PR for People Monthly December 2017 | Page 14

The pursuit of a potter can be both artistic and metaphysical. The process of creating pottery can be the road map toward going inward to experience a powerful meditation. One of the most important stories in the bible is The Potter and The Clay, in which God is the Potter and we humans are the clay. Although the work of the potter presents as a powerful biblical story, the journey of the potter might not be religious at all and reside somewhere between the metaphysical and the contemplative. After all, the motion of turning the wheel is repetitive and in that sameness a person can experience a powerful new revelation about one’s inner self. Turning the wheel is like taking one more journey around the sun.

We learned about these principles of the pottery process and more when we talked to Greg Relaford, who lives in the small Washington town, Poulsbo.

Greg Relaford is the Technology Director at Seattle Academy, a private school serving middle and high school students. He has a B.S. in Mathematics, Physics and Marine Biology from the Evergreen State College and prior academic study in chemistry. His journey toward discovery pottery is a circuitous one and as much a mystery as the pottery process he is passionate about.

From Coal Miner to Potter

He was born in Missouri, where he lived on and off for about seventeen years. He also lived in Minnesota for about five years, and another five years was spent in West Virginia. Then he experienced life in the big city—New York City for a year and later Boston. Long distance travel took him to Istanbul, Turkey for almost two years. He describes his moving around as largely motivated by love interests. During these years he worked at various factory jobs, and all of those places have closed down. After he met his wife, Kathryn Owen, they returned to Seattle. (Kathryn is a native of the Seattle area.) For twenty-seven years and counting, the Seattle area is the place where he has lived the longest.
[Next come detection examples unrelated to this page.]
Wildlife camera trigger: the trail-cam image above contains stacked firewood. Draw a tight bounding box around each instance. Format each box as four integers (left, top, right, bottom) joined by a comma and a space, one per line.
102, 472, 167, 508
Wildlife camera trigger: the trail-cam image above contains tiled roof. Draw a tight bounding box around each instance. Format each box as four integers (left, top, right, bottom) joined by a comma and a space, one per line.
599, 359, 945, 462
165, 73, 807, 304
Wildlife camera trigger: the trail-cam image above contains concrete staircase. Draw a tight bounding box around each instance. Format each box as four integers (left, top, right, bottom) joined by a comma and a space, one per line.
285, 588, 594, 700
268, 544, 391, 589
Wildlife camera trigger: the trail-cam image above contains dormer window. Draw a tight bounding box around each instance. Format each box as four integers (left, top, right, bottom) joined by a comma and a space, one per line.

While he was in the eighth grade in rural Missouri, boredom got the best of him and he more or less stopped going to school. At nineteen, he got a job in a steel foundry and by the time he was twenty-one, he worked in an underground coal mine in Illinois. “The place where he worked had high seams of coal and was like looking at the side of road cuts, just digging into one layer in a road cut –that’s what mining does,” he explained. Most of Illinois has coal underneath and it covers most of the country. Coal covers a good chunk of Washington too, but it’s not good quality. Black diamond, Washington is named after coal. Black Diamond is the traditional nickname for coal. Most of the coal regions have a name like Black Diamond. In his coal mining years, Greg did a lot of work with heavy equipment. For example, he operated a front-loader that was about sixty feet long, four feet tall and weighs as much as an armored vehicle. During these years he utilized a form of mining that has been long replaced.